The Missouri University of Science and Technology in Rolla has been a studying and developing metalcasting processes over many decades, and just like industrial metalcasting Missouri S&T is making advances into the arena of “additive manufacturing” – the still not-fully-defined landscape of computer-aided design, material science, laser technology, prototyping, and 3-D printing that is causing manufacturers everywhere to rethink their production process priorities.
With some financial support from NASA, researchers at Missouri S&T’s Laser Aided Manufacturing Process (LAMP) Laboratory are running computer simulations of processes that could be used to produce stronger, more durable materials to be used in aerospace design. According to Dr. Frank Liou, director of the LAMP center and the Michael and Joyce Bytnar Professor of Product Innovation and Creativity, the project may also involve fabricating some of those new materials.

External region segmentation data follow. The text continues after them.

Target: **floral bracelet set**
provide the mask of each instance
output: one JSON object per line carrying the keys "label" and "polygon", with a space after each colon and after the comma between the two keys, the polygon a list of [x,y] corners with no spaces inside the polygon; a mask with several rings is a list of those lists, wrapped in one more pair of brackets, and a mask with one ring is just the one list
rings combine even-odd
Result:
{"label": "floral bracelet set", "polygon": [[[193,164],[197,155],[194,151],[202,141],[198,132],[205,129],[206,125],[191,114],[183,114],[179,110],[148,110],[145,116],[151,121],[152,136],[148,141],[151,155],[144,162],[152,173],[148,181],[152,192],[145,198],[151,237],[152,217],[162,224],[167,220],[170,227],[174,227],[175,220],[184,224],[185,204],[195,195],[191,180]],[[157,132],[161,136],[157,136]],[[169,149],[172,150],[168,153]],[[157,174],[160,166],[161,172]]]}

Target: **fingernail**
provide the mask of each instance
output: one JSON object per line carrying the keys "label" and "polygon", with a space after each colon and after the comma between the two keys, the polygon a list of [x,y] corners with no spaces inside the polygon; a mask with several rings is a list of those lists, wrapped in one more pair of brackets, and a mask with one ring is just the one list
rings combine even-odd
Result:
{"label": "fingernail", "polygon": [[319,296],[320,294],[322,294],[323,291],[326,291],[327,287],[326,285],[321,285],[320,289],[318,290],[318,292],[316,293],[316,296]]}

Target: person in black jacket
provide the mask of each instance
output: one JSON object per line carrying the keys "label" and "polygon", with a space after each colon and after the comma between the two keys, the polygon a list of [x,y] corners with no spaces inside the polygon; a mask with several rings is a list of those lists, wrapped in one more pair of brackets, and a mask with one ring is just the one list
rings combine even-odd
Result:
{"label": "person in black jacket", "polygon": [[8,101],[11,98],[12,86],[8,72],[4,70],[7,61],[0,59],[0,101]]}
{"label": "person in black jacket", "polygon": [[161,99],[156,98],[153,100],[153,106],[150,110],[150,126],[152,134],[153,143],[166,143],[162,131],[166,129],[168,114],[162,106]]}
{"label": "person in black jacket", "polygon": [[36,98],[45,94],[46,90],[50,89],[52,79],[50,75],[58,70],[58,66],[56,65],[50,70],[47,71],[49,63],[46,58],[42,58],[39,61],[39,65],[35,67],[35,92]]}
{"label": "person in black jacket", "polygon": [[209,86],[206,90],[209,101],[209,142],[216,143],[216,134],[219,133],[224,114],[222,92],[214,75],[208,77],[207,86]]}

Dr. Liou and his colleagues have been developing additive manufacturing techniques for more than a decade, specifically working with the direct metal laser sintering method of converting CAD designs into metal parts. The process involves using high-powered lasers to melt particles of powdered materials as they exit a nozzle, creating three-dimensional shapes. The technique is similar to 3-D printing, which is the term that describes other techniques in which CAD data is used to define a shape that is built by different technologies (stereo lithography, for example.)
Laser sintering is the same process that researchers at Case Western Reserve University are using to develop die design and repair techniques, a project that earned support from the National Additive Manufacturing Innovation Institute.
Liou pointed out that additive technologies can be applied in numerous ways across a range of manufacturing sectors, to produce large-scale designs like aerospace parts to minuscule structures in bioengineered materials for use as surgical implants. For some applications, additive manufacturing can produce a denser, stronger material than conventional methods (e.g., milling, machining or forging.) Liou, who also directs Missouri S&T’s manufacturing engineering program, said the steel parts the have produced using laser sintering are 10% stronger than a comparable structure would be if it had been machined from a steel workpiece.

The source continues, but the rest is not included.